Difficile d’être d’une précision absolue sur les charges sociales tant le système est complexe avec ses multiples règles, ses cas particuliers, ses dérogations, et avec ses changements réguliers de règles et de taux. L’objectif de cet article est de vous permettre de vous situer en fonction du statut juridique de l’entreprise, et de la position que vous y occupez. Ceci vous permettra de faire une estimation suffisamment précise de vos charges. Le jour où il faut les payer, les organismes sociaux dont vous dépendez ou votre comptable vous fourniront les éléments exacts.

Quelles sont les cotisations sociales des salariés de SARL ?

Les documents et sites d’informations sur les charges sociales pour les salariés sont multiples. En tant que créateur, ils vous concernent si vous êtes gérant minoritaire ou égalitaire de SARL. Nous n’allons pas aborder ce sujet en détail dans cet article.
Rappelons que le coût total d’un salarié correspond à son salaire brut, plus les cotisations sociales patronales. Le taux moyen de ces cotisations patronales est estimé à 42 % du salaire brut, hors déductions spécifiques.
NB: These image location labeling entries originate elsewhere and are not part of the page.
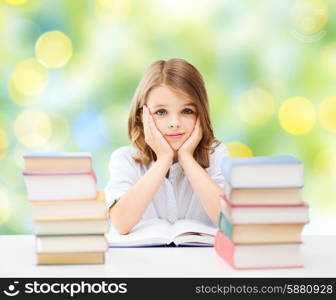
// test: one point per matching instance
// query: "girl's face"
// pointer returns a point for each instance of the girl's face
(174, 116)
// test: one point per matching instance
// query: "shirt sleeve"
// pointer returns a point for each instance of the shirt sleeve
(123, 174)
(214, 169)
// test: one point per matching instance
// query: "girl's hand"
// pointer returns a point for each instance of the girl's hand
(189, 146)
(154, 138)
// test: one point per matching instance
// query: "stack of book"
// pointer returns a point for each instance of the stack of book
(69, 214)
(262, 213)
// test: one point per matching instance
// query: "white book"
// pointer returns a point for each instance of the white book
(71, 243)
(263, 172)
(71, 227)
(159, 232)
(56, 186)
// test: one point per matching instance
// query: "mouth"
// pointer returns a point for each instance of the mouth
(175, 135)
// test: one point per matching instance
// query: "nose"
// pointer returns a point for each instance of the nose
(174, 122)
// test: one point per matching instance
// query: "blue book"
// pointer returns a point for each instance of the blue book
(263, 172)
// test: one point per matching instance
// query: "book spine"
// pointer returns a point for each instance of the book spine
(224, 248)
(232, 206)
(225, 226)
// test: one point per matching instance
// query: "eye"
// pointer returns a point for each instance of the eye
(161, 112)
(188, 111)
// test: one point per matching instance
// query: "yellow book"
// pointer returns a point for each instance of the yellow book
(70, 258)
(50, 210)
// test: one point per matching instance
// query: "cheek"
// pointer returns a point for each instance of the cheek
(159, 124)
(190, 123)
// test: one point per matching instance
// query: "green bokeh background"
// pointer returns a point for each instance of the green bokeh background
(285, 48)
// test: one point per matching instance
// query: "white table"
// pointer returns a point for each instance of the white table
(17, 259)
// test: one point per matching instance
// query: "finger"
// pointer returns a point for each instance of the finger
(145, 122)
(149, 120)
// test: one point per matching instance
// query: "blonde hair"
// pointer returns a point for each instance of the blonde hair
(183, 78)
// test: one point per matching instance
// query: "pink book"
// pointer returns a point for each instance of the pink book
(60, 186)
(264, 214)
(256, 256)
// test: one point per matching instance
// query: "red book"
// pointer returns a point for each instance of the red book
(256, 256)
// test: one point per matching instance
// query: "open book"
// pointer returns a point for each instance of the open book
(159, 232)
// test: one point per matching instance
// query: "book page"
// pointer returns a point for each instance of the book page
(145, 233)
(184, 227)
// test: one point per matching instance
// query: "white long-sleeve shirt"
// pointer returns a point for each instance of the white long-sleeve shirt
(175, 199)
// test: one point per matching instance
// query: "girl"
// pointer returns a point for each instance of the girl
(172, 170)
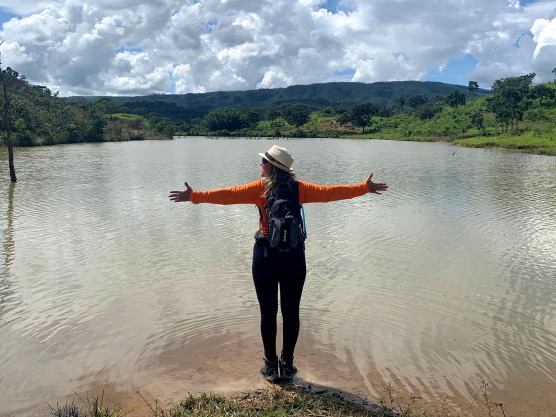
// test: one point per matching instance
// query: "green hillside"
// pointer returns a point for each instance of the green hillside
(515, 114)
(187, 107)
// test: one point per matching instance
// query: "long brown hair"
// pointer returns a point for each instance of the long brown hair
(275, 177)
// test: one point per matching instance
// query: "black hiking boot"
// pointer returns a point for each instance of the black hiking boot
(270, 370)
(287, 370)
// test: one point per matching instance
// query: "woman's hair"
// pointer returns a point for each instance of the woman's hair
(275, 177)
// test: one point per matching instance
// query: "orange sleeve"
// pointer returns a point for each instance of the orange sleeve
(315, 193)
(249, 193)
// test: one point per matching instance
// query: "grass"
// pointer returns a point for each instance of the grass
(276, 401)
(290, 400)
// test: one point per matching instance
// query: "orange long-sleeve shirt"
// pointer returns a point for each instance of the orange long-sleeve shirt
(252, 193)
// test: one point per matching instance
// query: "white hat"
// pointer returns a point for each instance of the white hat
(279, 157)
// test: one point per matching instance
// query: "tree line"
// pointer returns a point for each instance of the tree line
(42, 118)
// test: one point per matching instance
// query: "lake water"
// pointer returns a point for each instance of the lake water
(446, 281)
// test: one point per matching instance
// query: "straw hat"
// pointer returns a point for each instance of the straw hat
(279, 157)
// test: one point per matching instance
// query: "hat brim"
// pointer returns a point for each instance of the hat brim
(283, 168)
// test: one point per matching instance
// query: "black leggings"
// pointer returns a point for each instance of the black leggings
(287, 270)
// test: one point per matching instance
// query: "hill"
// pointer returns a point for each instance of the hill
(187, 107)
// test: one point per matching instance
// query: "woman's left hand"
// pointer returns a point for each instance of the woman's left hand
(375, 187)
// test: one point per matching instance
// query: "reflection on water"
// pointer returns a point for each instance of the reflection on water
(8, 244)
(445, 280)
Exemple de calcul de charges sociales :

  • Salaire brut = 1 500 €
  • Taux de cotisations patronales moyen = 42 %
  • Charges patronales = 630 € (=1 500 € X 42 %)
  • Coût total du salarié = salaire brut + cotisations sociales patronales ou 2 130 €(1 500 € + 630 €)
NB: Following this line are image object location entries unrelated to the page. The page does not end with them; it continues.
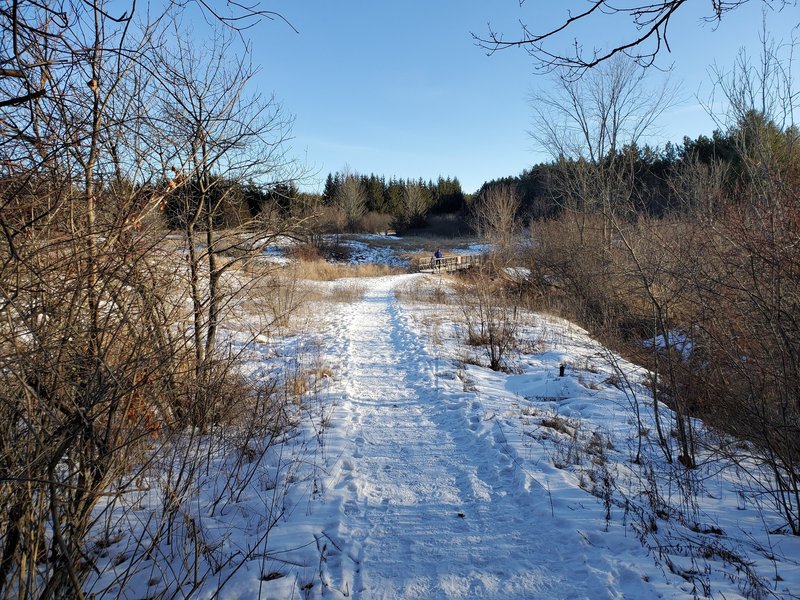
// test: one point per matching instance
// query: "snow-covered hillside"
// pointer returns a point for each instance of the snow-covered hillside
(424, 475)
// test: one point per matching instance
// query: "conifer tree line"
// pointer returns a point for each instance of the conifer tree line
(348, 201)
(651, 171)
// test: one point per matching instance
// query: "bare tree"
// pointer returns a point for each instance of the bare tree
(644, 38)
(495, 217)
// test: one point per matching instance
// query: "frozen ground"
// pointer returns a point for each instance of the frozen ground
(424, 475)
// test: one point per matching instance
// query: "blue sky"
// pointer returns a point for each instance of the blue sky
(401, 89)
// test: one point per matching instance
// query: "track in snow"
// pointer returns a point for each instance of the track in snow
(428, 505)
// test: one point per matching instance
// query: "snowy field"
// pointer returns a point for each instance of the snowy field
(418, 473)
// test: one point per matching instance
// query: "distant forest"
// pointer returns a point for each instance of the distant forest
(354, 202)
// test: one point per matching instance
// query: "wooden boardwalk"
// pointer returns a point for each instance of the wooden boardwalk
(448, 264)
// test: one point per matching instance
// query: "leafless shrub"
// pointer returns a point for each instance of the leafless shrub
(491, 317)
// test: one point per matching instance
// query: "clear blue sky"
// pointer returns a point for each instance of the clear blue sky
(400, 88)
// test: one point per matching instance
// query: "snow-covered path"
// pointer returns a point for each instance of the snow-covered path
(428, 504)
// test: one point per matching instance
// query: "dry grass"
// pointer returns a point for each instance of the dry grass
(321, 270)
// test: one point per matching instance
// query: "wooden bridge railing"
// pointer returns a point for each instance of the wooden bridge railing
(448, 264)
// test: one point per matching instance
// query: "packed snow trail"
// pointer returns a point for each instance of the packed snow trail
(427, 502)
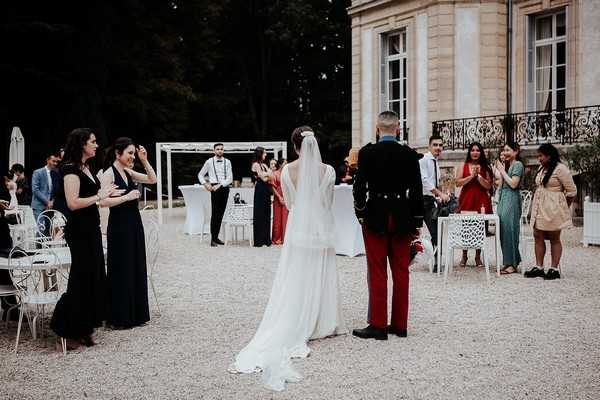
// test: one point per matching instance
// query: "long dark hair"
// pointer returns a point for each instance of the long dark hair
(482, 161)
(297, 137)
(76, 140)
(258, 154)
(549, 150)
(515, 146)
(118, 147)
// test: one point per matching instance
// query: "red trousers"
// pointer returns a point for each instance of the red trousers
(380, 248)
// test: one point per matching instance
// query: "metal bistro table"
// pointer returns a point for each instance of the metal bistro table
(442, 223)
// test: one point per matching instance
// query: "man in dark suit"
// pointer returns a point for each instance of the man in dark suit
(388, 201)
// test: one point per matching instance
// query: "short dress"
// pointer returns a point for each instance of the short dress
(549, 208)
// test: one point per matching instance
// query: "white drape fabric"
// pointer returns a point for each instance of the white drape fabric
(304, 303)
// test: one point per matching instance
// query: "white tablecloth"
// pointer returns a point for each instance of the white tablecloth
(197, 204)
(62, 253)
(348, 233)
(349, 240)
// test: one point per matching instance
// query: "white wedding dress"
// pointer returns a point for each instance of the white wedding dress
(305, 301)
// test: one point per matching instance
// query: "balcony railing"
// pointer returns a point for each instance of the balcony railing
(567, 126)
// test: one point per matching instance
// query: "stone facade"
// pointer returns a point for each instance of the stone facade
(457, 58)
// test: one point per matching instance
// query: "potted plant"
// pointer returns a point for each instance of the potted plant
(585, 159)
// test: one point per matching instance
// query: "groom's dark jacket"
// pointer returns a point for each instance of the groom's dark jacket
(388, 184)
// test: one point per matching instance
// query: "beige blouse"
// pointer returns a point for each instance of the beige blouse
(549, 209)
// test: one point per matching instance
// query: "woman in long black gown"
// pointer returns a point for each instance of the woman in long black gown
(126, 265)
(83, 306)
(261, 175)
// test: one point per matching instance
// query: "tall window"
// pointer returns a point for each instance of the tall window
(548, 63)
(393, 76)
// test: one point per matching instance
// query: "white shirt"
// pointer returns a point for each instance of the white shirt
(429, 168)
(49, 178)
(218, 171)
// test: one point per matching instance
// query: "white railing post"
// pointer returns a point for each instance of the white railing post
(158, 183)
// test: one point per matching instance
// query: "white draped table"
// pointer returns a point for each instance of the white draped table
(348, 233)
(197, 204)
(349, 240)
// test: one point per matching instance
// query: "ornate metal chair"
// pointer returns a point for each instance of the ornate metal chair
(239, 215)
(51, 228)
(39, 280)
(466, 232)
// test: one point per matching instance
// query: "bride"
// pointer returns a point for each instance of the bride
(304, 302)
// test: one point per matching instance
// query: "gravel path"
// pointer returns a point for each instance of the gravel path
(514, 339)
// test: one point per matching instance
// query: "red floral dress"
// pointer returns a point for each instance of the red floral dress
(473, 196)
(280, 211)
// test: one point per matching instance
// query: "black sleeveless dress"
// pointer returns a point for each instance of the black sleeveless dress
(262, 211)
(83, 306)
(126, 266)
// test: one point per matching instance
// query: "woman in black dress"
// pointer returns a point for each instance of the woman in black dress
(261, 175)
(83, 306)
(126, 265)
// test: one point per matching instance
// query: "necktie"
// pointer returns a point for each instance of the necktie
(49, 180)
(435, 173)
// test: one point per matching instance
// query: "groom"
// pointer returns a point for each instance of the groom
(388, 201)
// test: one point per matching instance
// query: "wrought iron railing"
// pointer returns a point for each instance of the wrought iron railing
(567, 126)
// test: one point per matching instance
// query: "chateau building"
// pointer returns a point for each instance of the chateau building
(485, 70)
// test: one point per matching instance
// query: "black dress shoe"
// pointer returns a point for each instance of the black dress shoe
(370, 332)
(552, 274)
(397, 332)
(535, 272)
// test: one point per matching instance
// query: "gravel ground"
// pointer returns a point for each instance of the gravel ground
(514, 339)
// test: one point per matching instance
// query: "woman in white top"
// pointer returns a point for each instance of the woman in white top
(304, 302)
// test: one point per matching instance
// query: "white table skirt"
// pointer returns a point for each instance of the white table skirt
(63, 255)
(349, 240)
(197, 204)
(348, 233)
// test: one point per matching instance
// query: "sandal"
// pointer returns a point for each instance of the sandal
(508, 270)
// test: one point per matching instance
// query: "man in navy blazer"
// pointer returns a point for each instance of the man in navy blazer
(42, 185)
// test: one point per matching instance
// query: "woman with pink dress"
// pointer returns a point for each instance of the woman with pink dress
(280, 211)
Quelles sont les cotisations sociales du gérant de SARL ou EURL ?

Intéressons-nous surtout aux travailleurs non-salariés (TNS) que sont les responsables d’entreprises individuelles et les gérants majoritaires de SARL ou d’EURL. L’assise de vos cotisations sociales va dépendre du statut juridique de votre entreprise. Ce sera :

Pour un entrepreneur individuel

Sur le revenu professionnel imposable. Celui-ci est calculé en déduisant de votre revenu professionnel (vos facturations) vos cotisations obligatoires, sachant que la CSG et la CRDS ne sont pas déductibles. L’assiette des cotisations sociales est donc égale, soit au revenu net imposable auquel on rajoute les cotisations facultatives, soit au revenu professionnel brut duquel on déduit les cotisations obligatoires. Ce revenu net sert de base de calcul de vos cotisations pour l’année suivante.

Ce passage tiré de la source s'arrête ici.